Su modus operandi predilecto es la metonimia por descarte, esto es, resumir al enemigo en un mismo espacio conceptual y sociológico, que la propaganda ya se encargará de amplificar la leyenda. En una semana se ha hecho de extrema derecha toda España. El campo es de extrema derecha, los transportistas son de extrema derecha, la luz es de extrema derecha, todo un compendio de la indecencia sanchista, pero lo cierto es que así se escribe cómo la izquierda acabó por perder (nunca fue suya) la calle. La razón no, porque nunca tuvo. Los mentirosos ministros del reino, su autócrata presidente, sus colocados cargos y sus palmeros militantes y mediáticos, rezuman cada mañana infantil argumentario, basado en crear titulares con adjetivos despectivos sobre todo aquello que no comprenden o no se arrodilla antes sus ocurrencias. Sin etiqueta no hay discurso. Tantos mantras reiterados esconden su verdadera indigencia intelectual, por eso recurren con fruición a lemas extraídos de tuiteros sin rostro o de viñetas de El Jueves, que acaban en camisetas para enseñar en el Congreso o en mítines de colectivos subvencionados.

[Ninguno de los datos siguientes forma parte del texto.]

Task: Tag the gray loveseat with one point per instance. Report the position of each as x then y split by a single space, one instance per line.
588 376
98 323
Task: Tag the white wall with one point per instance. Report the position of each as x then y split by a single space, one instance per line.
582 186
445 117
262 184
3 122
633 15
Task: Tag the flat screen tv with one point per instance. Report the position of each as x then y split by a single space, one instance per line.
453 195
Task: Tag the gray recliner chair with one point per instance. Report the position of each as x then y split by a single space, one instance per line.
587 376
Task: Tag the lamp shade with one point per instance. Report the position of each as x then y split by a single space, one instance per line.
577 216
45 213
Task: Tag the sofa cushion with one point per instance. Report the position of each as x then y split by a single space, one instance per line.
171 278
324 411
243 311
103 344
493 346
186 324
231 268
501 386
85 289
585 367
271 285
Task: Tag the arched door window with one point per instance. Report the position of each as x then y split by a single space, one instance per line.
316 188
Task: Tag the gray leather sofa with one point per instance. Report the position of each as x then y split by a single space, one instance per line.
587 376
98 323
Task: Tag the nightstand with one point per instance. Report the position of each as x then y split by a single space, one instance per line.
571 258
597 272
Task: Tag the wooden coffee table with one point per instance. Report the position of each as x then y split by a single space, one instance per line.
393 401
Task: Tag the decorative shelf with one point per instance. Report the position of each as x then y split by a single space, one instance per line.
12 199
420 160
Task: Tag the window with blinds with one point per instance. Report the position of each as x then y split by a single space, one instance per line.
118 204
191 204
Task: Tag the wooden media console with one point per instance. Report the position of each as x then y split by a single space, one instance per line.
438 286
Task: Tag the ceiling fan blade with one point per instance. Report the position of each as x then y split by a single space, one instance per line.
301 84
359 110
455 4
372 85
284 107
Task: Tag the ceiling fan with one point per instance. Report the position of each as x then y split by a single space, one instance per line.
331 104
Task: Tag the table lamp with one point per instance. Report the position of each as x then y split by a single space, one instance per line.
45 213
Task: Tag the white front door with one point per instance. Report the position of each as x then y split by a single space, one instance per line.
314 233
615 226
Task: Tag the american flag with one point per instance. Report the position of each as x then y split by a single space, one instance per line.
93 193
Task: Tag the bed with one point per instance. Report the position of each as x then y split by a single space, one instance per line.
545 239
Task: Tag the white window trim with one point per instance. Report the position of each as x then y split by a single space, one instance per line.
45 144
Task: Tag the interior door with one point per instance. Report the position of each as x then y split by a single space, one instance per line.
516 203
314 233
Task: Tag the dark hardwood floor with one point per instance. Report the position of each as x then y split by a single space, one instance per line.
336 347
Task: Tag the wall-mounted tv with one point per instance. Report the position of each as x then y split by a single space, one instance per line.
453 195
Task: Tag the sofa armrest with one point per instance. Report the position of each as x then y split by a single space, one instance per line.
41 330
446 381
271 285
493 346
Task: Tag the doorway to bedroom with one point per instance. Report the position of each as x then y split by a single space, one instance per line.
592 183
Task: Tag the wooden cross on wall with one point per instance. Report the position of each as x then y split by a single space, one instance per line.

Nos lo recordó el añorado Escohotado: “No existe la extrema derecha. Eso es un invento de la extrema izquierda”. La batalla cultural comienza por no aceptar imposiciones morales de la izquierda y no achantarse ante sus perversas etiquetas. Eres lo que defiendes, no lo que la izquierda te dice que eres y debes defender. Por ahí se empieza. Y se continua recordando a los inquisidores su siniestro pasado y presente. Si estar contra las políticas de Sánchez, contra su indecente gobierno y sus infames socios, contra su autocracia constitucional, sus abusos fiscales, su desprecio a los clase media y trabajadora, su división de la sociedad, su balcanización de la nación, su revisión de la historia, su deseo de destrozar el Estado de Derecho, su manipulación mediática y su incompetencia en la gestión, es ser de ultraderecha, España ya es de ultraderecha. Y servidor, que defiende desde el liberalismo la unión del centro-derecha para echar al sanchismo y derogar toda su política, el primero.